The company declined, arguing the report is covered by "attorney-client privilege," the court papers said.
Charles Caprariello, a spokesman for Ranbaxy confirmed the federal investigation.
"We're still working with Food and Drug and the other authorities to resolve any questions," he said. "We've been conscientious in trying to provide information to the government.
"At this point in time, we're conducting business as normal until we address these questions."
The investigation was disclosed in a motion filed July 3 in U.S. District Court in Maryland just days after the Japanese drugmaker Daaichi Sankyo announced plans to acquire a majority stake in Ranbaxy. The merged company would have a combined market value of about $30 billion.

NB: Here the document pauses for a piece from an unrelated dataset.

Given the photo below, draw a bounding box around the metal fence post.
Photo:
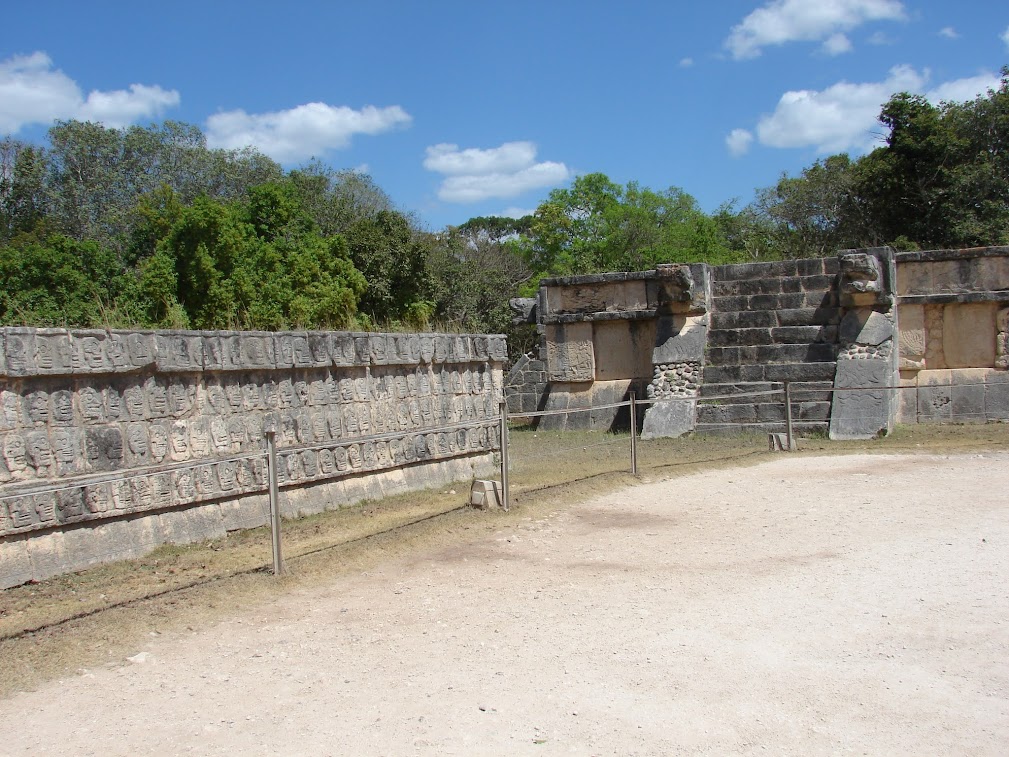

Ranbaxy manufactures medicines in 11 countries to treat high cholesterol, hypertension, infections, seizures and other maladies. The company also received funding under a special Bush administration initiative to manufacture low-cost generic HIV/AIDS medication for distribution in Africa.
One of the world's largest generic drugmakers, Ranbaxy had global sales of $1.5 billion last year, including $390 million in the United States.
The probe of Ranbaxy highlights growing concerns about the production and regulation of generic drugs, which are supposed to have the same active ingredients as the brand-name medicines they copy and meet FDA standards for strength, purity and quality.
The allegations against the company are reminiscent of the 2005 case of Able Laboratories, a defunct Cranbury-based drugmaker that went belly up after FDA uncovered a wide-ranging conspiracy to sell medicines that did not meet federal standards. It prompted one of the biggest recalls in American pharmaceutical history and resulted in guilty pleas by a half-dozen company officials.